External storage/Update 2011-08
A description of the project to bring the external storage service up to date.
Contents |
Background and context
The "External_storage" hosts are used to store compressed old revisions of wiki pages. When a user asks for a diff of a sufficiently old revision of a page, mediawiki grabs the compressed content from the external store database and uses it to display the user's request.
External storage is made up of several (12 maybe?) clusters of sets of 3 databases running mysql. Most of these are three copies of the same content, are read-only, and are not set up with replication. One cluster gets all new writes. The sharding to different clusters is done somewhere within mediawiki and is currently a mystery, but not something we actually need to worry about. The clusters are defined in dbs.php. Many of the clusters are running mysql on apache nodes (srv###).
There seem to be two types of compression in use on the clusters. One has a gzip header, the other does not. <fill in examples of each.>
- I believe there may be (or may have been) a few other (old) types in use, but I don't know the details of that. Tim and Ariel would know. -- Mark Bergsma 10:07, 12 August 2011 (UTC)
- Text storage row types are listed at Text storage data -- Tim 14:07, 31 August 2011 (UTC)
Goals
- get external storage replicated to eqiad
- get external storage off of apache nodes and onto dedicated database hardware
- Recompress the existing clusters into a new one, for far better compression
- document external storage's setup, maintenance requirements, and procedures
Additional research
- Find and examine the 'recompression' job, figure out what it does, how it works, and how it will affect this project
- Find out how much space is used on each of the clusters
- How much space if they're compressed?
- See http://article.gmane.org/gmane.science.linguistics.wikipedia.technical/47573/match=recompression+results -- Mark Bergsma 10:06, 12 August 2011 (UTC)
- summary: full text -> compressed diff blob gets 93% reduction.
- How much of our current text is full text vs. compressed full text vs. compressed diff blob?
- How much space if they're compressed?
- Determine if we can consolidate the clusters onto fewer larger boxes, and if so, how many
- Understand how the sharding works to understand how to adjust the shards if we can consolidate onto fewer boxes
- the answer may be to simply maintain sharded tables on a consolidated host, but we'll see.
- find out what hardware is currently available for this project
- ms1-3 in pmtpa (currently in use)
- es1001-1004 in eqiad
- what machines currently back external store?
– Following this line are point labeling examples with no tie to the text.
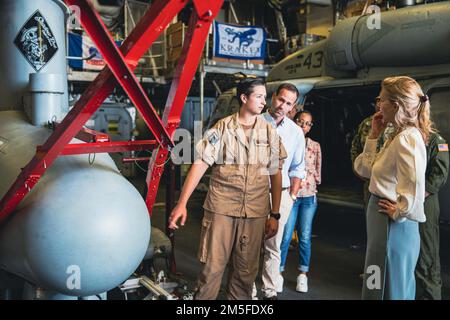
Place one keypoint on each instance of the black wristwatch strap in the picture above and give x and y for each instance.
(275, 215)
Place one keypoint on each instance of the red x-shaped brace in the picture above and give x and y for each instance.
(120, 65)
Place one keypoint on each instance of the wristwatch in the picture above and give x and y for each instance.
(275, 215)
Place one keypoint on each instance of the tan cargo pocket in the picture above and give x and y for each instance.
(204, 240)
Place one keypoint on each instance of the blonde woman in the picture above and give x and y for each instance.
(397, 187)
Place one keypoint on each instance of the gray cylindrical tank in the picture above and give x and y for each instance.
(413, 36)
(82, 230)
(46, 93)
(32, 34)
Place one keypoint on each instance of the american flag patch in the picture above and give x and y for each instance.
(443, 147)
- http://noc.wikimedia.org/conf/highlight.php?file=db.php - externalLoads array
- other things that will cause problems
- https://bugzilla.wikimedia.org/show_bug.cgi?id=22624 <- mentioned in db.php; are cluster 1 and 2 special?
- what are all the compression methods?
- see Text_storage_data. Re-run the queries that created this page to bring it up to date.
Overall intended approach
Data Migration
- ensure the ms3 cluster is in the correct compression format
- if not:
- take one of the three hosts out of rotation (ms1)
- record replication details - we're going to need to re-attach to get new data
- recompress from the other slave (ms2) onto ms1
- slave a host in eqiad (es1001) off ms1 so there's a backup
- slave ms1 off of ms3 using previously recorded binlog position to get new data
- rotate master so ms1 is getting new writes
- reslave ms2 off of ms1
- wipe ms3
- prep the second cluster
- create 3 empty dbs: ms3, es1002, es1003
- make ms3 the master, set up es1002 and es1003 to slave off ms3
- get all apache-based dbs onto db hardware (note: this is all read-only data)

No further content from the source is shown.